How you can protect yourself
- Offers too good to be true tend to be no good. The posts promote free access to otherwise paid-for content, which is a red flag. Cybercriminals try to entice people into downloading and running malicious files by packaging them as something free and desirable.
- Check your sources. The posts promoting free game downloads and software don’t match the content normally posted by the Facebook accounts. Before clicking on a link, ask yourself, why is a Mexican sporting goods store promoting free access to the video game Stray?
- Download from trusted sources. If you are interested in downloading a game or software, download it from a reputable source, like from the software producer directly, or a trusted distribution service like Steam.
- Report scams. If you see a scam or are suspicious of a post, report the scam to the social network you see it on.
- Use security software. Security software, or antivirus, acts as a safety net, protecting even the most cautious users.

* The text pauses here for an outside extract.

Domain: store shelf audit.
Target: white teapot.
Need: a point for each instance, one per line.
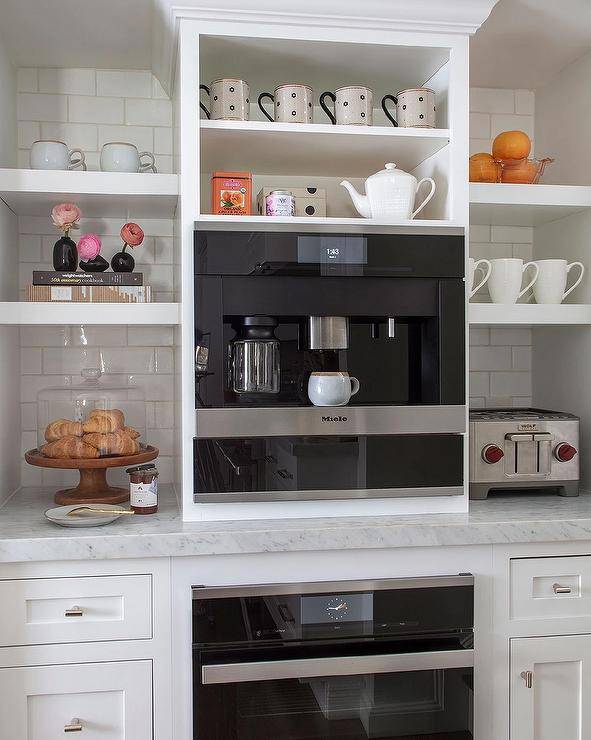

As mentioned above, Avast Antivirus protects users from the malware spread in these posts.
How businesses can protect their social media accounts
- Use strong passwords. Strong passwords protect accounts from hackers, because they are difficult to brute force. Passwords should ideally be between 15-20 characters long and include a mix of upper and lower case letters, as well as special characters.
- Use two-factor authentication. Two-factor authentication requires users to enter a second code along with their username and password. This code is typically sent to a mobile number or email address associated with the account and can be generated on a mobile device. If that user isn’t trying to log in to that account, two-factor authentication can also serve as a warning system when someone else is trying to break in.
- Keep an eye on charges. Regularly check bank statements for suspicious charges. Hackers who gain access to an account with credit card information saved can potentially use this information to make their own purchases.